According to Sam Bankman-Fried, Solana’s network has been expanding too quickly, and that caused its recent disruption.
Sam Bankman-Fried – CEO of the cryptocurrency exchange FTX – opined that the 17-hour network outage which Solana (SOL) experienced last week was due to its rapid growth. He also said stablecoins are an essential part of the ecosystem and urged the US regulators not to ban them.
Solana Was Down Because It Grows Too Quickly
In a recent interview for Bloomberg, the Founder and CEO of FTX – Sam Bankman-Fried – shared his stance on hot topics such as Solana’s disruption and regulations of the digital asset industry.
Being a supporter of the blockchain project, the 29-year-old crypto billionaire described the 17-hour collapse of Solana’s network as “sad and frustrating:”
“It’s always sad when these happen, it’s always frustrating.”
Bankman-Fried explained what caused SOL’s outage.
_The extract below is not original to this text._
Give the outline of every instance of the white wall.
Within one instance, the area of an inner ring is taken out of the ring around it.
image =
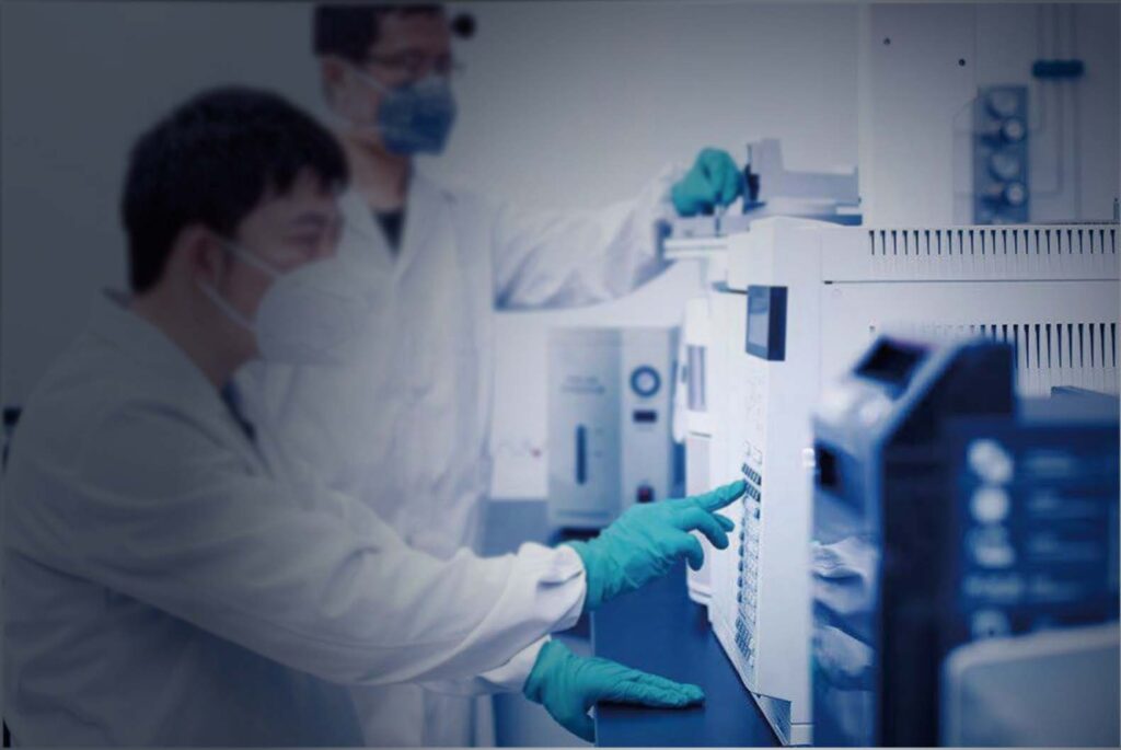
[[[852,7],[696,2],[465,3],[461,118],[430,164],[534,206],[634,193],[697,148],[741,157],[780,136],[806,168],[856,160]],[[129,145],[189,93],[243,82],[318,107],[303,3],[49,2],[2,8],[2,400],[26,398],[123,285],[117,202]],[[545,491],[545,331],[674,323],[697,288],[675,268],[633,297],[500,322],[495,492]]]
According to him, its network has rapidly expanded in a short period of time. As such, it was not able to cope with the increased activity. However, FTX’s CEO opined that Solana has already solved its issues.
“What this is really focused on is as you try to massively scale up a blockchain, eventually you test its current limits.”
The executive also gave his two cents regarding stablecoins and their involvement in the cryptocurrency space. He believes they “add a lot of value to the system, and they make it easier to interact with everything.” Keeping that in mind, banning them would not be a good idea. Instead, US watchdogs should regulate them so they can continue playing a crucial role in the digital asset industry.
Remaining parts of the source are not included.